Taksim’deki Gezi Parkı tartışmaları ve sonrasında çıkan olayları irdelediğimizde, memleketteki iktidarların cumhuriyetin doksan küsuruncu yılında bile hâlâ kent uzamı dediğimiz kavramla sıkıntıları olduğunu anlarız. Nedir bu kent uzamı peki? Yenir mi, içilir mi?

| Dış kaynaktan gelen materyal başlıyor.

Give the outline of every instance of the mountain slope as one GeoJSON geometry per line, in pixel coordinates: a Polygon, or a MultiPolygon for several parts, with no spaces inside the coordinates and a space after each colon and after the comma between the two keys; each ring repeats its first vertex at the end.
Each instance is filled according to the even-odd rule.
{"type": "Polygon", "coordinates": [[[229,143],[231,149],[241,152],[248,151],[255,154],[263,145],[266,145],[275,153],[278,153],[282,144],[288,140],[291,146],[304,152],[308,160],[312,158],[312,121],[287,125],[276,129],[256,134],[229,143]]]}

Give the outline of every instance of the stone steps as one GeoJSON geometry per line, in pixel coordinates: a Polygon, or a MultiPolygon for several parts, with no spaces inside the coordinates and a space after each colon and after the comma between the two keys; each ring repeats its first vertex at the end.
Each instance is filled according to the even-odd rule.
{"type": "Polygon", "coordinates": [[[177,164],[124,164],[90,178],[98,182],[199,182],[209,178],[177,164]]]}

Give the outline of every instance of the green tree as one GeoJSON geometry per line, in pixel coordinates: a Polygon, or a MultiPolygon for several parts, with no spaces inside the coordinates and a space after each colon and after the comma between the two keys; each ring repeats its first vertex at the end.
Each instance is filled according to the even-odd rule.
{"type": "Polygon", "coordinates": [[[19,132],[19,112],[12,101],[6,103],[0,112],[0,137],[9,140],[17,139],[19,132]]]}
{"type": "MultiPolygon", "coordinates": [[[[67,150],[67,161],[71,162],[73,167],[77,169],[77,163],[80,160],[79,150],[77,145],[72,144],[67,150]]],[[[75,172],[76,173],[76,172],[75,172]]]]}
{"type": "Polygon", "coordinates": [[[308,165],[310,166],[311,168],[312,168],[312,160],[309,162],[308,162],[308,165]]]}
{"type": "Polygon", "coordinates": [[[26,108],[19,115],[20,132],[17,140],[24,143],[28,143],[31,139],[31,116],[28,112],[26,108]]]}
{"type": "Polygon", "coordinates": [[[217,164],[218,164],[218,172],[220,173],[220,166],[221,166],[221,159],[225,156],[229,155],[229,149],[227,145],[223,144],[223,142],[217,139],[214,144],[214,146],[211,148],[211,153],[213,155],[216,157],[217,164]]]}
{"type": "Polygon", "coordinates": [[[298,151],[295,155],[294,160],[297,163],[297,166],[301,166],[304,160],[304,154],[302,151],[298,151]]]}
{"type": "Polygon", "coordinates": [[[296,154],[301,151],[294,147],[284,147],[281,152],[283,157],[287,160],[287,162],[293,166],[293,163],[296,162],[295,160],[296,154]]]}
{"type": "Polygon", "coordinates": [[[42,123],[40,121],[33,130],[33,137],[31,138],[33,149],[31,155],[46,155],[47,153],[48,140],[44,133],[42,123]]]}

Kent uzamı basit olarak kentle bütünleşmiş mimari yapıların ya da coğrafi mirasın onunla uyum içinde varlığını sürdürebilmesidir. Afilli bir tanım değil mi? Öyle olmasına öyle de kenti ya da memleketi yönetenler o tanımdan habersiz olunca biz şehirliler birey olarak varlığımızı sürdürsek bile gün geçtikçe o kent bizim elimizden kayar sonuçta başka bir şeye dönüşür.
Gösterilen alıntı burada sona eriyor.